Walking back into the people barn, I heard Chief give a soft whinny.  I looked down the horse barn, which is about 20 feet across from the people barn and connected by a breezeway.  Chief had his head sticking out of his window saying, "Hello."  This is Chief's usual morning greeting.  It's very sweet.

Of course, if you don't go give him his morning feed, Chief starts kicking the inside walls  of his stall.  So, the sweetness wears off of Chief pretty fast.  He likes to get what he wants, when he wants it.  Just ask Cowgirl Slim about that!  So, no, the magical thing wasn't Chief, cute as he was at the moment.

While looking down the length of the barns at Chief, my eyes fell on the property ahead of me.  I looked across my property and on to my neighbor's pasture next door.  It was the fog. 

The fog was rising gently from the ground up about four or five feet.  My neighbor's horses were at my fence as usual.  They are small horses, so I could see less of them.  Usually, with my larger horses, the fog hits them about shoulder level when it's the way it was this morning.

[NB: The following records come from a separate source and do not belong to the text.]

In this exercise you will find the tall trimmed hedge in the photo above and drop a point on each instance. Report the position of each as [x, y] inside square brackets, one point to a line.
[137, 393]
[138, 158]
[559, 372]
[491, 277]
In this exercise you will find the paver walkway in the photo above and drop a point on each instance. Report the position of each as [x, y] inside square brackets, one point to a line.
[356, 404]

Shoulder level in the fog, my horses look as though they are floating on the fog.  I can't see their feet.  It only happens like this in the spring and fall. 

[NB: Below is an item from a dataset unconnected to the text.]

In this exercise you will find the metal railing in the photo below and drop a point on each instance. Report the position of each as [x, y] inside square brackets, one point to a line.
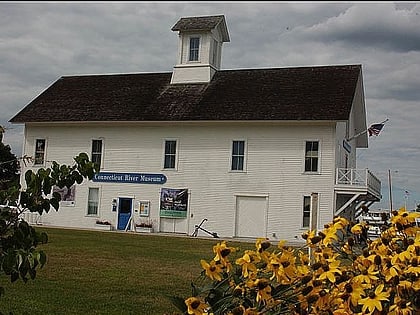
[359, 178]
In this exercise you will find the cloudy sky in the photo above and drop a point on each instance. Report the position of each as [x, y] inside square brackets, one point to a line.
[42, 41]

This phenomena, for lack of a better word, happens in those seasons because the ground is just warm enough and the air is just cool enough to make it happen.  In the winter, the ground is still warmer than the air.  But, the air is so cold, instead of this magical looking fog, you get a thick fog that goes all the way to the sky, or so it seems.

In the winter, sometimes I can't even see the horses outside in this thick winter fog.  When I can see them,  they look mythical.  It's as if they aren't real.  As if it's a myth they are even there.

But, they are there.  In that winter fog, they can be seen so faintly through it.  It's not until later in the morning when the fog lifts from the warmth of the sun that you can see the horses clearly.  But, I knew they were there all along.

I've never taken a picture of these magical, mythical moments.  But, perhaps I should.  The pace is often fast around here in the morning getting everything ready for the day.  I wasn't moving fast this morning because I'm still sick and confined inside.  So, I can't blame my pace for not taking a picture this time.

I'll have to remember to do it soon.  Summer is coming.  This phenomena doesn't happen in the summer.  The air and the ground are both too warm to allow these magical, mythical moments then.

This is something I tell people when they ask me what I notice now in my new life on the farm.  They ask me what I hadn't anticipated to be important, yet found out otherwise.  I always tell them the weather is so much more important to me than when I had a regular office job.  It effects schedule, what I wear, my horses' health, the lessons I teach, everything.

The weather even effects these moments I've been telling you about today.  And, the weather will change these moments soon.  These foggy moments will be traded in for other miracles of nature only present in the summer, like the sunflowers that will be there between the barns standing tall in the garden.  I'll have to take a picture of those, too.

Have a wonderful day and thanks for reading.